Elevating our lifesaving care

Emergency Department Q&A with Dr. Ferroggiaro


Dr. Anthony Ferroggiaro

Anthony Ferroggiaro, MD, joined CMH in 2015 as part of a partnership in emergency services with Oregon Health & Science University (OHSU). Dr. Ferroggiaro cares for patients in the CMH Emergency Department (ED) and serves as the program’s medical director. He gave us an update on what has been happening in the ED and what we can look forward to:

What changes have you made since coming to CMH three years ago?

We’ve made a number of changes over the past three years, including transitioning the physician group to board-certified, residency-trained emergency physicians. This is the highest level of training for emergency medicine physicians. 

Recently, we also increased the use of ultrasound within the department.
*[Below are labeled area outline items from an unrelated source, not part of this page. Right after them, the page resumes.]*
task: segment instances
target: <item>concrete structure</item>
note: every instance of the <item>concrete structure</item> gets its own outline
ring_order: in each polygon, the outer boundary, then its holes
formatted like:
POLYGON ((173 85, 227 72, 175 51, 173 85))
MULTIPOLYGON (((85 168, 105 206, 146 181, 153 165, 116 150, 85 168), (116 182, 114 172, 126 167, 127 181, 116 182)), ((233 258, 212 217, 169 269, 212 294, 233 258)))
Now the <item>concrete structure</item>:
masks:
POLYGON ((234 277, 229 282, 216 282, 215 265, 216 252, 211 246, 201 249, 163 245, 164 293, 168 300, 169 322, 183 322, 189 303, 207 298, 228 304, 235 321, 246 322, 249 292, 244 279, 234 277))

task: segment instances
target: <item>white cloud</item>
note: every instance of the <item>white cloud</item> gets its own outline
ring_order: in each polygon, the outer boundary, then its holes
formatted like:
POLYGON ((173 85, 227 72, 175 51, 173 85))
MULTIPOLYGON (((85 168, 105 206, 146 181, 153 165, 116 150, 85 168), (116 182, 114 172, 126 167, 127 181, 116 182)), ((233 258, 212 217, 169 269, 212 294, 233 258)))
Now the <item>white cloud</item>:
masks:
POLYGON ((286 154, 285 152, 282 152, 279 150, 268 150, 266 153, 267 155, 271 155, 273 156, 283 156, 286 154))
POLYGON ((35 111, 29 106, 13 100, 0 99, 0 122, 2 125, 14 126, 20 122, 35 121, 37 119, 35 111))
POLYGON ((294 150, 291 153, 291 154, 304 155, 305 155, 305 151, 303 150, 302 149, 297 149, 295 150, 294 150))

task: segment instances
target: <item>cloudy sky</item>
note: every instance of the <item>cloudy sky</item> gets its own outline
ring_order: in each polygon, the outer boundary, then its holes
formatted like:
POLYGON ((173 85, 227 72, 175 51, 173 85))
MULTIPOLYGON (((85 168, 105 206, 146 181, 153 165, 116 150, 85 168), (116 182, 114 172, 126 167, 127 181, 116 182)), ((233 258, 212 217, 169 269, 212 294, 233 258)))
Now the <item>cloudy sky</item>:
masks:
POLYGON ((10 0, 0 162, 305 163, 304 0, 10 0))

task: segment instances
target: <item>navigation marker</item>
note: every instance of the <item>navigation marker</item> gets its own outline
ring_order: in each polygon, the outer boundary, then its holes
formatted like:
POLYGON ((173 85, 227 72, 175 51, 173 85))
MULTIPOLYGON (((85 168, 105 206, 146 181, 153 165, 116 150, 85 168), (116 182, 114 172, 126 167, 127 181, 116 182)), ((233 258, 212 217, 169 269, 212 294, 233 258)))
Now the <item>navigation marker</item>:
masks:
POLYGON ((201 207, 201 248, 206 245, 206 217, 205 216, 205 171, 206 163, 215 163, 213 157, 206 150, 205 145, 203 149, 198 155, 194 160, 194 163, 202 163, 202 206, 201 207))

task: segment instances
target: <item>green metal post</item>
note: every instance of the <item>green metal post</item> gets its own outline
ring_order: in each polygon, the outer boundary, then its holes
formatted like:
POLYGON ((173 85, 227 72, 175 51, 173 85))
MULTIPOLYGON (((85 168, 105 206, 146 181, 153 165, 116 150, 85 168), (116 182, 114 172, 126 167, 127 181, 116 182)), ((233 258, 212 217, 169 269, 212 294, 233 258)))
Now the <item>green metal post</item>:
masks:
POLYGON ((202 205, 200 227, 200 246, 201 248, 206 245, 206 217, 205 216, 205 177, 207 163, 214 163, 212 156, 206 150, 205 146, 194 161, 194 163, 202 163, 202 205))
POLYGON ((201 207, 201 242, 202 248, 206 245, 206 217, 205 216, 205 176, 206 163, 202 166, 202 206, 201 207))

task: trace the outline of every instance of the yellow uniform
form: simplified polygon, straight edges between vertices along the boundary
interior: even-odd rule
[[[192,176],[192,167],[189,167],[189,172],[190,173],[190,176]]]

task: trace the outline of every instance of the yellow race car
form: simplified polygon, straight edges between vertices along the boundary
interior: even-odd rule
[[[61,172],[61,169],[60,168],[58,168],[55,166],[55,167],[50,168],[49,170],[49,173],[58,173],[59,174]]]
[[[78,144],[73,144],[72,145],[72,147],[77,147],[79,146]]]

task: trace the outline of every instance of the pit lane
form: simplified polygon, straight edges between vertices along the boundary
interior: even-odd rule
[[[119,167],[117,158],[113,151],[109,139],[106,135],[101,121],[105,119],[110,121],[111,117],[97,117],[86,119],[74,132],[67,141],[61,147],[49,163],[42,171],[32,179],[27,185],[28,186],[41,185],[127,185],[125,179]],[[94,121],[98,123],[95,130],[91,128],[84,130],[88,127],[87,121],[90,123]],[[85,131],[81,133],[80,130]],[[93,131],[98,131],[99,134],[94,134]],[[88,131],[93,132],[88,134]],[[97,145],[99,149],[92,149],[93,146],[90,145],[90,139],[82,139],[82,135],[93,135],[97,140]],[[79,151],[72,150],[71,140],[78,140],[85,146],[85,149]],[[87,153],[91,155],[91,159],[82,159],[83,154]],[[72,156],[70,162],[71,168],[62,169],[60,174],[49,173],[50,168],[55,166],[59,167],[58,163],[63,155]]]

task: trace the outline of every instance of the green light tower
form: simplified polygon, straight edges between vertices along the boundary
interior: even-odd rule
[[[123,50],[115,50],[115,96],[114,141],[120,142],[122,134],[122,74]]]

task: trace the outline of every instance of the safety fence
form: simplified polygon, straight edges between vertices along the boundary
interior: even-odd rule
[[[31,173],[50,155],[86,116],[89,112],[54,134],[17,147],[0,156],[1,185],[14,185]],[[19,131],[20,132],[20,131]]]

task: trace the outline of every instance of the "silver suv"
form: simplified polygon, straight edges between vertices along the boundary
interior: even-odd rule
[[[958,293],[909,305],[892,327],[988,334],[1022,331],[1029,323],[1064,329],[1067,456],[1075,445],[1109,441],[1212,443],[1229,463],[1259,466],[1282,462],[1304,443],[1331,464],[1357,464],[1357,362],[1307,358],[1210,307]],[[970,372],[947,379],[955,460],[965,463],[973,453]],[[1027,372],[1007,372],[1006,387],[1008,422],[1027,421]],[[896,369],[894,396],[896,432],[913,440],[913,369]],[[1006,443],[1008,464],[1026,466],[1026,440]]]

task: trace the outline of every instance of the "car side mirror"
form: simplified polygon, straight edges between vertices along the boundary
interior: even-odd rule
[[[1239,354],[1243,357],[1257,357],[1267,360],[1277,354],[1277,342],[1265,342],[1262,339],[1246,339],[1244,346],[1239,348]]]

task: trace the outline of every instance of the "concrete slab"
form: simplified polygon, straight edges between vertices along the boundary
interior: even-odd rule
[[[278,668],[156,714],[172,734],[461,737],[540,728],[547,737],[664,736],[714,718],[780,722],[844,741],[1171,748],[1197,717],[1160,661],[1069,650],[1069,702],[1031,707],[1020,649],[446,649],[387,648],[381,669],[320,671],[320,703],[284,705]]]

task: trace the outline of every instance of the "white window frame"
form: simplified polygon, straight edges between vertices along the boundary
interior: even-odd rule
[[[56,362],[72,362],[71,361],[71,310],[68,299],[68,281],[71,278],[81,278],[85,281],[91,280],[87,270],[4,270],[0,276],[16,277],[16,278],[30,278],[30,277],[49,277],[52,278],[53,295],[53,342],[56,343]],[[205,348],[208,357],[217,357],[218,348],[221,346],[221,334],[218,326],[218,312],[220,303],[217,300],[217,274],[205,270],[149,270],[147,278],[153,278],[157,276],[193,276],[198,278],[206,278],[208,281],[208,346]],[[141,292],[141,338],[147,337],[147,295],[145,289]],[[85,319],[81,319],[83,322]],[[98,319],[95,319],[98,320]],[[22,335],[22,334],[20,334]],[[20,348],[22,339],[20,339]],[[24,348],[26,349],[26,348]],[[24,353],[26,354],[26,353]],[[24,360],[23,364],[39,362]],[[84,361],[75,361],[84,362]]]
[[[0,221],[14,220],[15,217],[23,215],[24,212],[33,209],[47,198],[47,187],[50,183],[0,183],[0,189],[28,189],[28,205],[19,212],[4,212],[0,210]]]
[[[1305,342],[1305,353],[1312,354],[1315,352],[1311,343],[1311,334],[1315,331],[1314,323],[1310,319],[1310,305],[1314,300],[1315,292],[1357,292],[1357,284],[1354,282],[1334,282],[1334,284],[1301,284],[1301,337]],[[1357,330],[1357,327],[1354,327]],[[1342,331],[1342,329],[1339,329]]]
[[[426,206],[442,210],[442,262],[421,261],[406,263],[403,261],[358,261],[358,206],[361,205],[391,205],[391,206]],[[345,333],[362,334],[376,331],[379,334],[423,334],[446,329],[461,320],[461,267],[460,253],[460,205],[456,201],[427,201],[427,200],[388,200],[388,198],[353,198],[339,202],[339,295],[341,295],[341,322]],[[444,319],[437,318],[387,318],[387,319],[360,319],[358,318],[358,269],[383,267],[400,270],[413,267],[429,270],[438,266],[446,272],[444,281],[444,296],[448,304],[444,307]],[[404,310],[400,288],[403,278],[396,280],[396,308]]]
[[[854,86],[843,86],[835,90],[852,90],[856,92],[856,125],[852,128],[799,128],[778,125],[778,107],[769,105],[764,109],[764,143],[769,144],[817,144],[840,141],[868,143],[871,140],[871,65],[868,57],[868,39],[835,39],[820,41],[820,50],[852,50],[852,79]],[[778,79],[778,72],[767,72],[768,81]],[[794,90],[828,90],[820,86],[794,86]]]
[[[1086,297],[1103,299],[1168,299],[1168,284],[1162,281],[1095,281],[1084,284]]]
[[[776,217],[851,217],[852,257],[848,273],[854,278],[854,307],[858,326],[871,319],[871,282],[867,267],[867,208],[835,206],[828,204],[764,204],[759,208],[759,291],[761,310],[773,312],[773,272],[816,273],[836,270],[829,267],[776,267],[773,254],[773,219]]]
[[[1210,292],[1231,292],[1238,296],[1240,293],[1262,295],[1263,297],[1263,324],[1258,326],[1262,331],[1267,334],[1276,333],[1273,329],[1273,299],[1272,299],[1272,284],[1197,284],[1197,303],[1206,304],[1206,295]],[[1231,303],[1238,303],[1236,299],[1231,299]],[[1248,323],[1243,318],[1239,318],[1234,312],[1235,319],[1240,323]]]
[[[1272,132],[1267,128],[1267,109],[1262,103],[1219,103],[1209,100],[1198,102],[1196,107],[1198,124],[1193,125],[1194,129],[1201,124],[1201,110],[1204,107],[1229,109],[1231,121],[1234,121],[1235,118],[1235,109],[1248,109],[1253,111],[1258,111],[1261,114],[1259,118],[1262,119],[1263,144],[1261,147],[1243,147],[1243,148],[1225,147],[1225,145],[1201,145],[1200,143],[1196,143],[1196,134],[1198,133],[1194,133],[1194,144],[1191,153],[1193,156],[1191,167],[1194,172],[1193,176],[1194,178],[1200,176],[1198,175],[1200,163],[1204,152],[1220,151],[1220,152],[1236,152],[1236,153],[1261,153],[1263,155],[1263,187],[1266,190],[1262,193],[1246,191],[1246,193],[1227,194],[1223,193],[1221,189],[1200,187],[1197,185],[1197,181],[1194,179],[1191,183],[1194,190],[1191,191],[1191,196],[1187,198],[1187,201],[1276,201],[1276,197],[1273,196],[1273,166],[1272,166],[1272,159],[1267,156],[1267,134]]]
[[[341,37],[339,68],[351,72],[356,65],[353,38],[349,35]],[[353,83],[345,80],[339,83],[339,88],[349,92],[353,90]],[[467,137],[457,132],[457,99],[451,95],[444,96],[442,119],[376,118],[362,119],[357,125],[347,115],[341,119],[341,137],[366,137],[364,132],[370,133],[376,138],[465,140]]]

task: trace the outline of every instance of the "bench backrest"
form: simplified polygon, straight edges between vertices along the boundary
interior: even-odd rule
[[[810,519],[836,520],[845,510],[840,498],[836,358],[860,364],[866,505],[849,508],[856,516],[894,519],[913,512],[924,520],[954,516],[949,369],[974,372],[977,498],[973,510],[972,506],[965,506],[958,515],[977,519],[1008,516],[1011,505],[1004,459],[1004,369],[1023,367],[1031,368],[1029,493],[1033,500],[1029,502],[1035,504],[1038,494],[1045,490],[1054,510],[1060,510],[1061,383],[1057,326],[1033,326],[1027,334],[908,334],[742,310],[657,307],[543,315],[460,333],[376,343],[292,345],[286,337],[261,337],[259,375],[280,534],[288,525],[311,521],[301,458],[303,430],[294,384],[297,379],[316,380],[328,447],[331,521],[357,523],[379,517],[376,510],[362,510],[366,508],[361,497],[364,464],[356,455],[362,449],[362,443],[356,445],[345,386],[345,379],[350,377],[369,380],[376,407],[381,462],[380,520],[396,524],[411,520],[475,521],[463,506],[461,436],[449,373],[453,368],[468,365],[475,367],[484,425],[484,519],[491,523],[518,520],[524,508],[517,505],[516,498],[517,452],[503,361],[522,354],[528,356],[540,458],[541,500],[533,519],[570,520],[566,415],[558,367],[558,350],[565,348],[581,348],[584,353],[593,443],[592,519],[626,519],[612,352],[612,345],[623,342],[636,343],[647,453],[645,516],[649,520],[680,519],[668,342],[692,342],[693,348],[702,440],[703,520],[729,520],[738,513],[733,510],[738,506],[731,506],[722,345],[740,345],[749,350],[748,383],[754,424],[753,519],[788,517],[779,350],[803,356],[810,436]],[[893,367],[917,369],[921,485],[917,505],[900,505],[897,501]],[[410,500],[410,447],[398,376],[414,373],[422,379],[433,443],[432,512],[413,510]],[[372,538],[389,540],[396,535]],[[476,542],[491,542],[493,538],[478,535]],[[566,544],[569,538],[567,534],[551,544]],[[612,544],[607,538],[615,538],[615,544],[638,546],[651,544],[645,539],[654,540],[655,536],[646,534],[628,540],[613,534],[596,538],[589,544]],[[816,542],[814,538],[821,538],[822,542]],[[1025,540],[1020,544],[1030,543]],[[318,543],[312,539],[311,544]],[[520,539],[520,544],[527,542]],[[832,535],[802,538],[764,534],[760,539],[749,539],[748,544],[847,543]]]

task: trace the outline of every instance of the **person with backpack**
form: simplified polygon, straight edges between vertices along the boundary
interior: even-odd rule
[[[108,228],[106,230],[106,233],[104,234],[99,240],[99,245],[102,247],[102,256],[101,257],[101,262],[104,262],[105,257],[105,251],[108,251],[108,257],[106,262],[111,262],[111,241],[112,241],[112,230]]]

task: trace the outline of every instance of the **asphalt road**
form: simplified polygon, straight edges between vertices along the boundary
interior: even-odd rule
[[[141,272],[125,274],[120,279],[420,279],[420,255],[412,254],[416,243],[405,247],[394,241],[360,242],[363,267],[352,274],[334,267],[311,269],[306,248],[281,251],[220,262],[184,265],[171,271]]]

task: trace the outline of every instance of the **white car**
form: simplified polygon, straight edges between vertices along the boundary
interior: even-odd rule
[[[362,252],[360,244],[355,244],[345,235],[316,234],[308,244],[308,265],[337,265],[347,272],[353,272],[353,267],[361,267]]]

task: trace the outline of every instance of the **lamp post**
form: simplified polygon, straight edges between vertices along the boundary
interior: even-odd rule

Using ultrasound for evaluations and procedures results in quicker assessment and treatment of patients. 

How have those changes impacted the care patients receive?

Because of our training and our focus on improving operations, the community is receiving better medical treatment than ever before. We can now see patients sooner and treat them more rapidly.

We have focused on reducing patients’ “length of stay” (the amount of time they’re in the ED) and the time it takes for the patient to be seen once they arrive in the ED — this is often less than 10 minutes. Because of the higher level of training, once the board-certified physician sees a patient, they can manage their care more quickly. Patients who come to the CMH Emergency Department, on average, spend less time in the ED than in prior years. 

We also continually focus on providing good service. We monitor the responses from patient satisfaction surveys and use it to work with physicians and caregivers, reinforcing areas of strength and making improvements as necessary.

How do you continue to improve the quality of care patients receive?

We have a very strong chart and case review system that allows us to continually improve our clinical care. We specifically monitor and review each patient that we’ve treated for heart attack, trauma and stroke. In today’s medical practice, this is essential in keeping physicians up-to-date on science and medicine. This will keep us always learning and evolving our clinical practice in alignment with scientific discovery.

In addition, I work with Jill Tillotson, RN, the ED Manager, to focus on our operations or processes within the ED. We focus on rapidly assessing patients, length of stay within the ED, proper documentation and proper treatment administration, as well as the level and quality of our equipment.

When the Oregon Health Authority re-approved our trauma designation (Level 4), the survey team called out our continued improvement efforts in trauma management as one of our strengths.

How do you keep sharp on your skills and make sure that new doctors want to come here?

As part of the OHSU Department of Emergency Medicine, we are in continual medical training. Each physician is required to attend weekly lectures and to review up-to-date topics in emergency medical science. We also teach at the School of Medicine and within the OHSU Department of Emergency Medicine’s residency program.

We started the rural residency program here in 2016. Through the program, doctors in their second year of residency training at OHSU come to CMH for a month. With oversight by the attending physician, a resident physician cares for patients in the ED. This gives them the opportunity to practice rural emergency medicine, which differs greatly from urban areas because the physician is responsible for a greater part of the patient’s care.

This is great experience for resident physicians’ future practices once out of training, and we hope it will encourage them to consider practicing emergency medicine in a rural community like Astoria.

What role do you see the ED playing in the community?

We are here 24/7 for any injury or illness that residents or visitors to the area might have — even in the middle of the night when patients cannot call their primary doctor. We provide high-quality, highly scientific emergency medical care. We are also educators and enjoy teaching resident physicians about the joys of practicing emergency medicine in a rural setting. 

With Regina Mysliwiec, MD, as EMS Medical Director, Medix leadership and Life Flight leadership, we have further linked emergent and critical care services — especially trauma care. That way, critically ill or severely injured patients can be resuscitated in Astoria and transported to Portland hospitals for further stabilization and treatment. This quick, efficient chain of care is saving lives.

What lies ahead for the ED?

There are good things ahead for the ED. The CMH strategic plan includes an expansion of the department. This will allow us to manage even more patients in a timely manner. We are also pleased to welcome Steve Donnelly, MD, in August. He is dually trained in emergency medicine and family medicine. I see him playing a large role in linking emergency care and subsequent ongoing primary care services.